Whispers: The Voices of Paranoia
- Title page for Whispers: The Voices of Paranoia (1994)
- Author: Ronald K. Siegel
- Language: English
- Subject: Paranoia
- Publication date: 1994
- Pages: 310
- ISBN: 9780517592397

= Whispers: The Voices of Paranoia =

1994 book by Ronald K. Siegel

Whispers: The Voices of Paranoia is a narrative by Ronald K. Siegel. First published in 1994, it is a narrative about the extremes of phobias called paranoia.

==Summary==
This narrative is a collection of stories of different people suffering with paranoia that Siegel himself has studied closely. All of the stories include a "paranoid" who has a common phobia, like dental fear, that has uncontrollably spiraled to the point of extreme fear. Siegel spent time with these paranoids, talking to them, getting to know them, in order to find the root of their paranoid state. Below are some examples of Siegel's patients.

===Interview with Hitler's Brain===
This chapter starts with a rumor that University of California, Los Angeles is holding Adolf Hitler's brain in their basement and keeping it alive. Siegel goes on to explain to the reader that Hitler is one of the most famous paranoids in the world. Hitler was convinced that the Jewish population was plotting against his fatherland, Germany, and against humankind in general. In order to find out more about this rumor, and about Hitler's paranoia, Siegel decides to do some research that leads him to the basement, speaking to "Hitler" on a computer program run by a graduate student named Mike Steiner.

===Dr. Tolman's Flying Influence Machine===
Eddie Tolman is the star of this chapter. Being a super genius, Tolman moved on to do great things. His paranoia, however, was holding him from having an overall successful life. He was paranoid that a satellite called POSSE was trying to take him over, because he would see images and hear a clicking noise while he would try to sleep. After studying Tolman, Siegel can't seem to help him until he speaks to his wife. Mrs. Tolman explains Dr. Tolman's obsession with the film El Topo, and the fact that he grinds his teeth at night. Siegel concludes that Tolman's paranoia of a satellite is actually stemmed from the film. The images are just pieces of the film playing in his mind, scaring him, and the clicking noises are just him grinding his teeth in his sleep. Siegel tries to expose this to Dr. Tolman, but the paranoia has taken over so much that Tolman won't listen to the evidence.

===Whispers===
Miss Lillian is an elderly lady with a common fear of the dentist. However, her fear has spiraled into paranoia that causes her to believe that the dentist has implanted little devices into her teeth, giving her the symptom of "whispering teeth" when she visits the dentist. She keeps a collection of birds in her home so that whoever if listening through the devices cannot hear her conversations. When Siegel gets to know her, he learns that she has trouble hearing. He decides to have her hearing checked, and when she comes back with a hearing aid, he decides it is time for her to face her fear. When she visits the dentist and is put under the nitrous oxide, she no longer hears the whispers. The paranoia mixed with bad hearing and nitrous oxide was the cause of the alleged "whispers", and by exposing that, Siegel was able to help Miss Lillian return to a normal life.

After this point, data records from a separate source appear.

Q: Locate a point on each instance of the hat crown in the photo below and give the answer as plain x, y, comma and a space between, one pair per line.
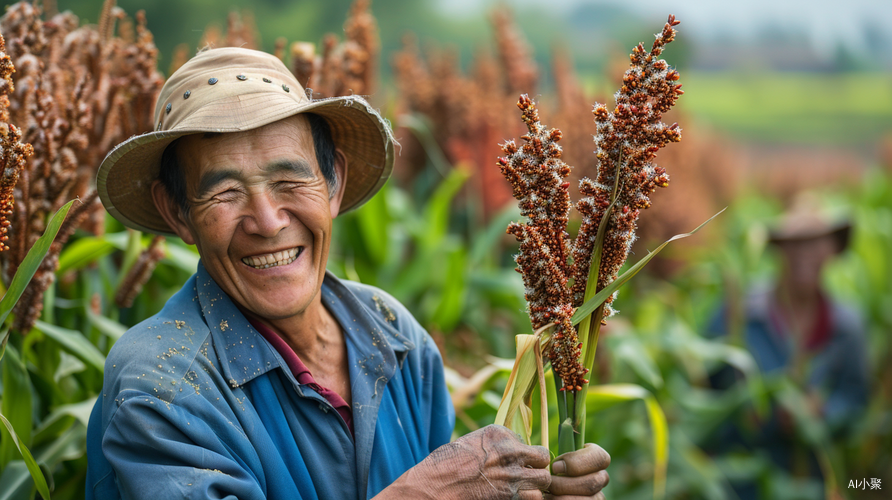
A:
216, 75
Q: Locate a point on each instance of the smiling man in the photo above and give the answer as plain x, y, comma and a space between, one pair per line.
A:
266, 376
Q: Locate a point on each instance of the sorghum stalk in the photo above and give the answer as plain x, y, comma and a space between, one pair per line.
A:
559, 276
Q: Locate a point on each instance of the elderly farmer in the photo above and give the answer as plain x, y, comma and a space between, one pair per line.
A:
795, 329
266, 376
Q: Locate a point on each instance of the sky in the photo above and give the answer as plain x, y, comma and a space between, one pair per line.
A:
826, 24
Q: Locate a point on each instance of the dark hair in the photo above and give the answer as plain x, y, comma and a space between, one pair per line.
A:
173, 178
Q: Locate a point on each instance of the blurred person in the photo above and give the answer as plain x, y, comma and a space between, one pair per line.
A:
265, 376
794, 329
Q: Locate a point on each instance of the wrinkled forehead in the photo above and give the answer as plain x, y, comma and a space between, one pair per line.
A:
289, 138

There are thirteen chapters of these stories, each about a different person with a different story of their journey with paranoia and Siegel.

==Allusions==
Siegel includes a lot of allusions in the narrative in order to truly describe the feelings of not only his subjects, but the feelings of he himself as well. For example, he speaks a lot of composers like Vivaldi and his music in order to discuss his state of mind during his time with his patients.

==Writing style==
The narrative is written through the viewpoint of Siegel himself, in order to outline his own journey of paranoia through the patients that he has studied.

==Reception==
- "A well-crafted tapestry...horrifying and utterly fascinating. Whispers is a hard book to put down."-Betty Ann Kevles, Los Angeles Times
- "Siegel is a skilled writer who effectively takes us into the paranoid world of each individual...Reading Whispers is like reading about an exotic and dangerous travel adventure."-David Neubauer, The Washington Post

The book overall got good feedback. Readers have reviewed that the narrative taught them a lot, and is described as a "page turner".

==Whispers and narrative medicine==
Siegel's narrative is a perfect example of the genre of narrative medicine. Siegel demonstrates the importance of getting to know a patient's life, history and loved ones before setting a diagnosis. The reader can see clearly that without having knowledge of the patient, Siegel could not have been able to help the people he has written about at all.